La police du Kosovo demeure l'une des institutions les plus fiables de la République du Kosovo. Cette confiance et ce soutien à la police du Kosovo ne devraient pas être détournés et exploités pour des intérêts politiques et politiques.
L'IKD souligne clairement qu'elle condamne toute forme de violence physique, toute personne commise, toute personne dirigée.
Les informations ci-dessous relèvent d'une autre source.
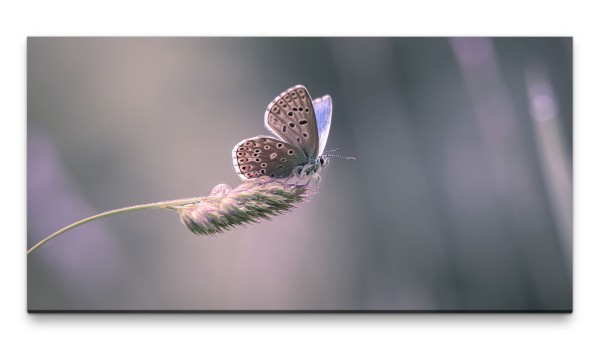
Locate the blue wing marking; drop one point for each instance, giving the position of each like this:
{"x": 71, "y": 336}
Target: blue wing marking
{"x": 323, "y": 108}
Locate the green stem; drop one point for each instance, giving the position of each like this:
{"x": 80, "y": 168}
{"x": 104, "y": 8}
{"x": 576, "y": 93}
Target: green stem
{"x": 160, "y": 204}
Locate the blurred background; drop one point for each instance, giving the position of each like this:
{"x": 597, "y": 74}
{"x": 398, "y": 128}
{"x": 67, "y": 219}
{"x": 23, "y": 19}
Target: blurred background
{"x": 461, "y": 197}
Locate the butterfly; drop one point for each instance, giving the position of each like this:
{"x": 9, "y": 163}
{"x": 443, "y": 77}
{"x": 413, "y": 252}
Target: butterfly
{"x": 301, "y": 126}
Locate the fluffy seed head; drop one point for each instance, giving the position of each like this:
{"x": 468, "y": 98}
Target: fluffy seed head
{"x": 249, "y": 202}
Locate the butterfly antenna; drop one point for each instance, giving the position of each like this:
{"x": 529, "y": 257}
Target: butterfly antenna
{"x": 339, "y": 156}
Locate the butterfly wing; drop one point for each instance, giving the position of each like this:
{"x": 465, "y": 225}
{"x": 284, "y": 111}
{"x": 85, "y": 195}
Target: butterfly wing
{"x": 266, "y": 156}
{"x": 291, "y": 116}
{"x": 323, "y": 108}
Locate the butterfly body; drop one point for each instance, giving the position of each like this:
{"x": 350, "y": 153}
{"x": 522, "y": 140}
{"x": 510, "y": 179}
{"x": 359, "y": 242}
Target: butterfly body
{"x": 301, "y": 126}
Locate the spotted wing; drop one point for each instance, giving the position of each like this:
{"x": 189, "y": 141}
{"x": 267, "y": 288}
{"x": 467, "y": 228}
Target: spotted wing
{"x": 266, "y": 156}
{"x": 291, "y": 116}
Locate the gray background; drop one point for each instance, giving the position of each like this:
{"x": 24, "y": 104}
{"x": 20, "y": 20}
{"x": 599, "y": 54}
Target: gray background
{"x": 461, "y": 197}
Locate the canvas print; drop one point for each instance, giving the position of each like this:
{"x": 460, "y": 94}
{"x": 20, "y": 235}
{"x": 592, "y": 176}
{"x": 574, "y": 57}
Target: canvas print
{"x": 290, "y": 174}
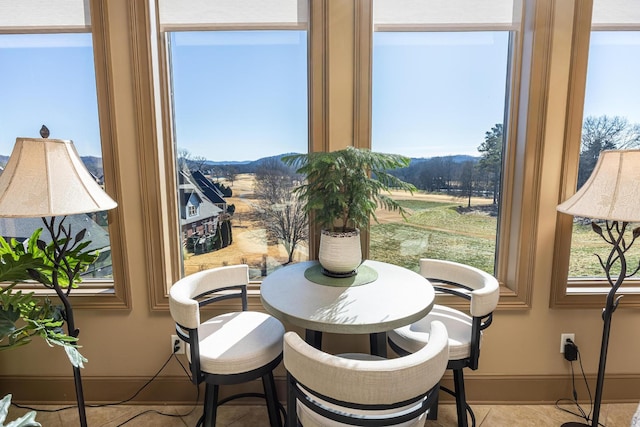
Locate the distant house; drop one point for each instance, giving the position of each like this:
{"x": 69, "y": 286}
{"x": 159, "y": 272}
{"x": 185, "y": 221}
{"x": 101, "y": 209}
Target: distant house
{"x": 200, "y": 210}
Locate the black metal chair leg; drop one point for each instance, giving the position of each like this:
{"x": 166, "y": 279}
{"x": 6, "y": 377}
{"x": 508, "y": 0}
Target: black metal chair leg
{"x": 271, "y": 396}
{"x": 210, "y": 405}
{"x": 292, "y": 415}
{"x": 433, "y": 412}
{"x": 461, "y": 398}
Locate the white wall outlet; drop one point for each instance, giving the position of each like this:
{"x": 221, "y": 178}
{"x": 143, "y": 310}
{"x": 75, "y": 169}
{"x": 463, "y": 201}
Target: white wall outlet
{"x": 564, "y": 338}
{"x": 181, "y": 344}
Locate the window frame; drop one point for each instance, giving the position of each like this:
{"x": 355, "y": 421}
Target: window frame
{"x": 329, "y": 104}
{"x": 159, "y": 156}
{"x": 517, "y": 206}
{"x": 98, "y": 294}
{"x": 579, "y": 292}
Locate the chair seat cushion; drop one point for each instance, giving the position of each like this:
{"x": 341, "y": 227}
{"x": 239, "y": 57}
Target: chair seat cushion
{"x": 239, "y": 342}
{"x": 309, "y": 418}
{"x": 416, "y": 335}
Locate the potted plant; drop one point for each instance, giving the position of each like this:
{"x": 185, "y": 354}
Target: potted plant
{"x": 23, "y": 315}
{"x": 342, "y": 191}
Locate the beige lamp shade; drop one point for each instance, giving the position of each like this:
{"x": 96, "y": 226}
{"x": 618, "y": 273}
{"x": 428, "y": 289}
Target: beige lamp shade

Les personnes soupçonnées d'attaquer en question devraient être traitées par des organes compétents et tenues responsables conformément à la loi. Dans de tels cas, la justice devrait être efficace, efficace et impartiale, par le biais de procédures régulières de police et d'enquête, comme elle le fait dans des circonstances normales pour des cas similaires, et non par l'image de la mobilisation d'unités spéciales qui suscitent des préoccupations parmi les citoyens, mettent à rude épreuve la situation sur le terrain et donnent l'impression d'utiliser la force de police pour la gestion politique d'un incident particulier.
L'indépendance professionnelle et opérationnelle de la police du Kosovo constitue l'un des principaux piliers de l'État démocratique et de l'État de droit. Les structures de police ne peuvent et ne doivent en aucun cas être utilisées pour démontrer la force politique, la pression institutionnelle ou la gestion politique d'un seul cas. Cette approche porte gravement atteinte à la confiance des citoyens dans les institutions de sécurité et viole les principes fondamentaux du fonctionnement démocratique de l'État.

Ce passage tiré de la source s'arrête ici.